Dead Salmon's "Brain Activity" Cautions fMRI Researchers
AthanasiusKircher sends in a Wired writeup on what should surely be a contender in the next Improbable Research competition: wiring a dead salmon into an fMRI machine and showing it pictures of humans designed to evoke various emotions. "When they got around to analyzing the voxel... data, the voxels representing the area where the salmon's tiny brain sat showed evidence of activity. In the fMRI scan, it looked like the dead salmon was actually thinking about the pictures it had been shown. ... The result is completely nuts — but that's actually exactly the point. [Neuroscientist Craig] Bennett... and his adviser, George Wolford, wrote up the work as a warning about the dangers of false positives in fMRI data. They wanted to call attention to ways the field could improve its statistical methods. ... Bennett notes: 'We could set our threshold [of significance] so high that we have no false positives, but we have no legitimate results.... We could also set it so low that we end up getting voxels in the fish's brain. It's the fine line that we walk.'" The research has been turned down by several publications, according to Wired, but a poster is available (PDF).

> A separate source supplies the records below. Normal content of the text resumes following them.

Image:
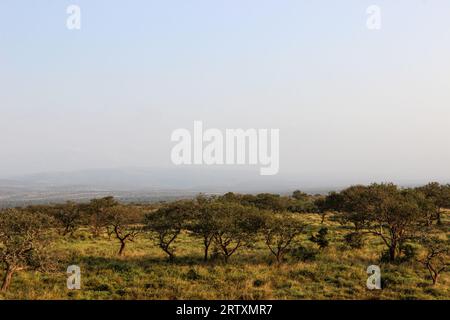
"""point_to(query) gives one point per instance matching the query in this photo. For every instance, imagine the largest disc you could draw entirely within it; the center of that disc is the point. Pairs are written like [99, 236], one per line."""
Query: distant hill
[140, 184]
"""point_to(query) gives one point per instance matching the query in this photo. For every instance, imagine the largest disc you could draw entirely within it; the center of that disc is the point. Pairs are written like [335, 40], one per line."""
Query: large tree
[123, 222]
[98, 211]
[68, 217]
[167, 222]
[440, 196]
[235, 226]
[395, 215]
[280, 231]
[202, 222]
[23, 236]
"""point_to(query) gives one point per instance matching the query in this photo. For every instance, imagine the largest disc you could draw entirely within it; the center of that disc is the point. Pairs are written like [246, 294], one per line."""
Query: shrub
[354, 240]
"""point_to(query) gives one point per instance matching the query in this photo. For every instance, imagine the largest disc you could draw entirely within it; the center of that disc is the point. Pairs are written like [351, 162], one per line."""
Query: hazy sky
[349, 101]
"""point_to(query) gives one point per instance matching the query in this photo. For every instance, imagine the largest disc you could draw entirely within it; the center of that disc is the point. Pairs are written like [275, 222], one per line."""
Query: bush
[409, 252]
[321, 238]
[354, 240]
[304, 254]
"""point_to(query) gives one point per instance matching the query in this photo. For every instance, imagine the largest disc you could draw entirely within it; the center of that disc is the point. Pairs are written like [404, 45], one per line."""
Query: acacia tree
[395, 215]
[440, 196]
[23, 236]
[68, 216]
[235, 226]
[436, 259]
[202, 224]
[167, 223]
[98, 211]
[123, 222]
[279, 232]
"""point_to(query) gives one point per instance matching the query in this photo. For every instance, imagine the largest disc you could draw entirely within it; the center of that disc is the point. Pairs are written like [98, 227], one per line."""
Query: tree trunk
[122, 247]
[439, 222]
[207, 243]
[7, 279]
[392, 252]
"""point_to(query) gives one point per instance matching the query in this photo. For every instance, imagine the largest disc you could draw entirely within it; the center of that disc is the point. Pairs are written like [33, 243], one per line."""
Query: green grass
[144, 272]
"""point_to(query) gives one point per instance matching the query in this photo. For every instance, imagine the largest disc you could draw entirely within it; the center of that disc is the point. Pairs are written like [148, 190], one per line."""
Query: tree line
[227, 223]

Atlantic "salmon" isn't really salmon, it's more of a salt water trout.
You're just fishing for that +5 insightful/informative, aren't you.
A bullet may have your name on it but splash damage is addressed "To whom it may concern."
Being in the Atlantic, after all.
Nonetheless, when selling salmon one downplays origin if Atlantic and advertises it if Pacific. Atlantic is a cheap substitute, like imitation crab.
But if I want salmon or crab, that's not what I mean.